It is important to be aware of the various risks associated with DeFi protocols before utilizing SDX. Some of the potential risks of using SDX include:

Smart contract vulnerabilities: As of now, SDX has not yet undergone an audit. Therefore, it is crucial to exercise caution and use the platform at your own risk.

Market manipulation: Since SDX relies on the Pyth's oracle for pricing its options, there is a risk of incorrect pricing due to market manipulation or oracle attacks. However, SDX has taken steps to mitigate this risk by only supporting highly liquid assets, making it economically unfavorable for attackers to attempt such an attack.

Failure of Volatility and Skew oracles: SDX is dependent on off-chain data resources such as Deribit to compute historical volatility and skew. However, there is a risk of downtime if these resources become unavailable, which would hinder the ability to recompute volatility or skew. As a safeguard, the protocol has a deadman's switch mechanism to pause trading if the oracle fails to refresh values after a set period of time.

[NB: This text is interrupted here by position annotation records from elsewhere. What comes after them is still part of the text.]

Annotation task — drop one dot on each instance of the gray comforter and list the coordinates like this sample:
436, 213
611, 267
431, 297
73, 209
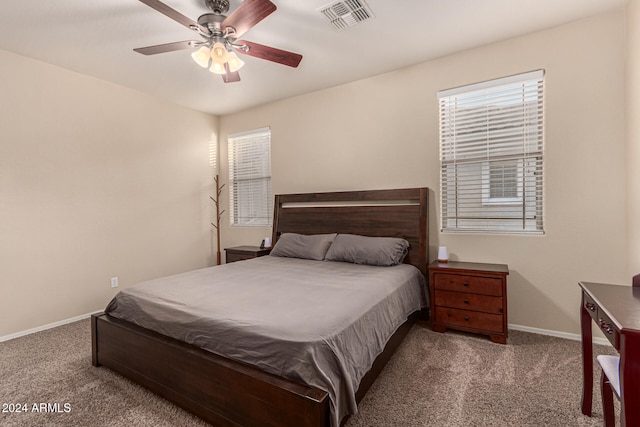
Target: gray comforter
316, 322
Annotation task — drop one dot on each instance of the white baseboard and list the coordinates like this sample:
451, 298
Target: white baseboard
45, 327
575, 337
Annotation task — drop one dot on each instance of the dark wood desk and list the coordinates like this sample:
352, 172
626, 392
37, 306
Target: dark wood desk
616, 311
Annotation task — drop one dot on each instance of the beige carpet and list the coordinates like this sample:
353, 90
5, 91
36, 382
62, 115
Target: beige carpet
434, 379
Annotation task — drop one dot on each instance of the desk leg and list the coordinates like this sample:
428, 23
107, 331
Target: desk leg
587, 360
629, 377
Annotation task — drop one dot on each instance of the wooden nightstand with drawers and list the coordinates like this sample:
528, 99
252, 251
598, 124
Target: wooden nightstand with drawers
470, 297
240, 253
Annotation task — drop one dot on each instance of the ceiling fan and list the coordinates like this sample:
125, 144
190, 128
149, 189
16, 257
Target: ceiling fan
220, 34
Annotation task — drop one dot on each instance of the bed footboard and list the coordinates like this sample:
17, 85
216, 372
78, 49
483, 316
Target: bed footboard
218, 390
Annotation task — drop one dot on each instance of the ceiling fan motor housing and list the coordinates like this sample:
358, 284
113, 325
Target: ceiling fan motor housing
217, 6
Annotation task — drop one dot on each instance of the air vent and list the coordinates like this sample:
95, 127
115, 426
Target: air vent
347, 13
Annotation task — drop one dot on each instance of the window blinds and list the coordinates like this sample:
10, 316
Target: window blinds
491, 155
250, 194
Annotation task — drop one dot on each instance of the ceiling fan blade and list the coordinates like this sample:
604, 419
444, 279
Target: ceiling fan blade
248, 14
271, 54
168, 47
230, 76
174, 14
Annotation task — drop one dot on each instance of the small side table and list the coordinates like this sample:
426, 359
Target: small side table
240, 253
470, 297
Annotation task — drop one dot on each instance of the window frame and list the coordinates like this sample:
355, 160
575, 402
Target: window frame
250, 192
483, 125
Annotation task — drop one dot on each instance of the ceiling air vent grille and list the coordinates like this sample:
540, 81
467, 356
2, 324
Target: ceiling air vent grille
347, 13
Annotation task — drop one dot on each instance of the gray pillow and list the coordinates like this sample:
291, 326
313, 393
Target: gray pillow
293, 245
384, 251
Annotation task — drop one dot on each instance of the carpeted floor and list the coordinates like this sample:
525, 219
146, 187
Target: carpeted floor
434, 379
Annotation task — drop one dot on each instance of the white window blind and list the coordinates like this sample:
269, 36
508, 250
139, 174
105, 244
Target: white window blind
251, 200
491, 155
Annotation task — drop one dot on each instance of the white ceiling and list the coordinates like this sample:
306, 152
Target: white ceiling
97, 37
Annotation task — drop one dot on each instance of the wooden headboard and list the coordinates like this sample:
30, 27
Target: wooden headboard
377, 213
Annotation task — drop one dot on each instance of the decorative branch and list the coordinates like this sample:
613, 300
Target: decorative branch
219, 213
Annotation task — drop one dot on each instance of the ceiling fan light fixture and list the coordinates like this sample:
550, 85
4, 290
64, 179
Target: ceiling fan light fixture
234, 62
219, 52
202, 56
217, 67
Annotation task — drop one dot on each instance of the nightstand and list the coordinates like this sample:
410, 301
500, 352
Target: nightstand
470, 297
240, 253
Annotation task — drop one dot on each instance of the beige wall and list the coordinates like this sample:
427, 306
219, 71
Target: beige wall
95, 181
633, 135
382, 132
98, 181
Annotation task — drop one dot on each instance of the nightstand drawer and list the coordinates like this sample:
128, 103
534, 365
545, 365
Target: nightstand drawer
469, 284
233, 257
470, 319
240, 253
467, 301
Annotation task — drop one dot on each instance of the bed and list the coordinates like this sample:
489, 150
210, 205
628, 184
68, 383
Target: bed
233, 391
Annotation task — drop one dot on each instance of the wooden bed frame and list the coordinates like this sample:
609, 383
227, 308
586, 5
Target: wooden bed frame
225, 392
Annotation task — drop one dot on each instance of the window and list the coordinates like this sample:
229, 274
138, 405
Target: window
491, 152
250, 194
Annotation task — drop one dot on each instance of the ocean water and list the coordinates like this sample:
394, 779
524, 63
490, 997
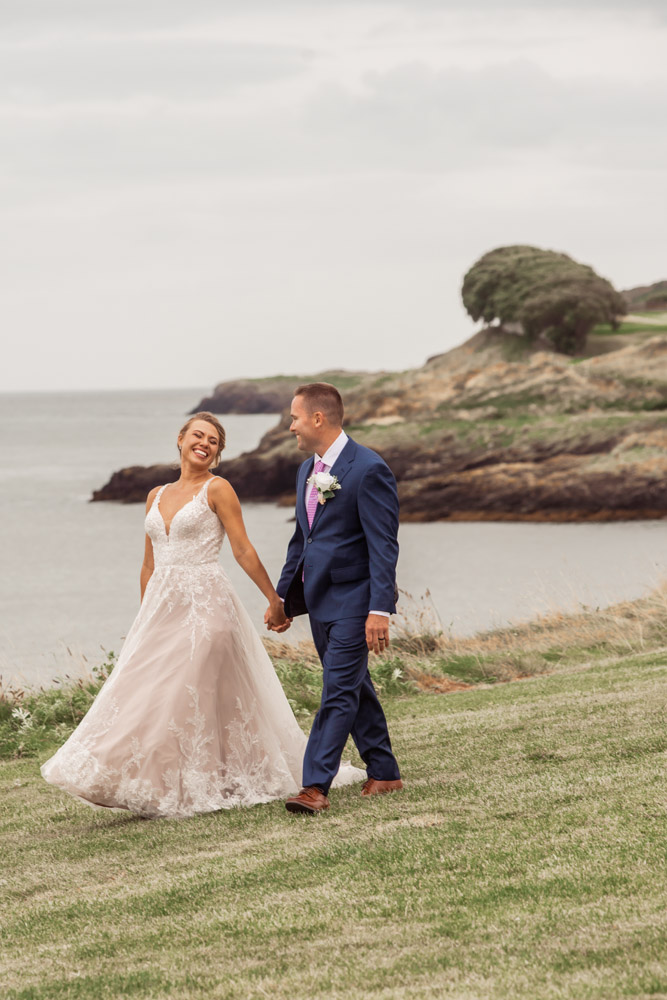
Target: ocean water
69, 580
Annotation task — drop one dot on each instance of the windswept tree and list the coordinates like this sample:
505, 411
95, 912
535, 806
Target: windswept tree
548, 294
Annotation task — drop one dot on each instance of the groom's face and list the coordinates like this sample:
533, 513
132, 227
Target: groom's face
305, 425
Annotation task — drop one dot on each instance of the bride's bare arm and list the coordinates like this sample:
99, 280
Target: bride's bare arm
147, 565
225, 503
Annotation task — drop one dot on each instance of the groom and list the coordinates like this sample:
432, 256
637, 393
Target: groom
341, 570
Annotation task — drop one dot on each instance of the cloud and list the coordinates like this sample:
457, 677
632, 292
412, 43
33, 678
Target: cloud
415, 118
116, 68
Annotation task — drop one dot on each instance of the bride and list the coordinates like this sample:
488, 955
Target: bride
193, 717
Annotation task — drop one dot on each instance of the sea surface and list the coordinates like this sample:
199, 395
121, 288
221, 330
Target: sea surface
69, 580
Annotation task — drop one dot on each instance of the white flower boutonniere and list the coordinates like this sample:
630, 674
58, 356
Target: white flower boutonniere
325, 484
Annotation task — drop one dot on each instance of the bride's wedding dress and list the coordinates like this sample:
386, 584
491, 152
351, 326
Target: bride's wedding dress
193, 717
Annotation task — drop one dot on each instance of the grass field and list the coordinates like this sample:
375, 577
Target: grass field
526, 857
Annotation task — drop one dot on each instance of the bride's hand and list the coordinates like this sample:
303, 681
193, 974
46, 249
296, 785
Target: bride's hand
275, 618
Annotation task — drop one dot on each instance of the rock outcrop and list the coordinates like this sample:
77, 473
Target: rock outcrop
266, 395
487, 431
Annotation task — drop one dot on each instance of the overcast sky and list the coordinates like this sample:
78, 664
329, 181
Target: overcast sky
192, 192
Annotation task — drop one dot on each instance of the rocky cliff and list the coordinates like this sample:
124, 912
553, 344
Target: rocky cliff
488, 431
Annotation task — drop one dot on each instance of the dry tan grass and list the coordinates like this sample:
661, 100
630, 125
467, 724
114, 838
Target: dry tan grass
436, 661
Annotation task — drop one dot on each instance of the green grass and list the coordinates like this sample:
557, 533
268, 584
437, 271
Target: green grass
627, 327
525, 859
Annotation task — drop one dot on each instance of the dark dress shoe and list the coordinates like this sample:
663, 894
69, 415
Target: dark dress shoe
374, 787
309, 800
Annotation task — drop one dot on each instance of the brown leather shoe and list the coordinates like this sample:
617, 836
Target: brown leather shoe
374, 787
309, 800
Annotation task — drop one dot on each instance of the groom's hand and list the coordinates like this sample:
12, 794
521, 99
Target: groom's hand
275, 618
377, 633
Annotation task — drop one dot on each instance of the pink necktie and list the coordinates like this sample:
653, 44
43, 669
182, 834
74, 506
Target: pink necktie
311, 506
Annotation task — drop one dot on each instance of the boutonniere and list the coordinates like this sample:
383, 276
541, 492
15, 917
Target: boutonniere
325, 484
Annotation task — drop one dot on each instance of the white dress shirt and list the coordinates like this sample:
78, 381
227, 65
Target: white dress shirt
330, 456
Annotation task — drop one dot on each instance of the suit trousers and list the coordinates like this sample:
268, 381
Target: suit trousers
349, 706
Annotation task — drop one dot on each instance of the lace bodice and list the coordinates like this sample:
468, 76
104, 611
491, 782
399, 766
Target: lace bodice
195, 535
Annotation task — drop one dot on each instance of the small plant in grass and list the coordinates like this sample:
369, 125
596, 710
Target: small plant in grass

Mispricing of Volatility: For option markets with no alternative trading venues, SDX prices options primarily using historical volatility and relative volatility of other known markets. While backtesting has demonstrated the robustness of such a method over a sustained period, short-term mispricing may sometimes occur when market structures change. SDX limits the potential downside for LPs by introducing bid-ask spreads that widen with skew, trading caps and the volatility circuit breaker.

Failure of AMM to rebalance greeks via economic incentives: SDX's AMM relies primarily on external traders to rebalance portfolio Greeks using economic incentives determined by the pricing curves. However, in situations of extreme volatility, there may not be enough on-chain liquidity or trade volume to properly rebalance positions. This could lead to increased risks for liquidity providers.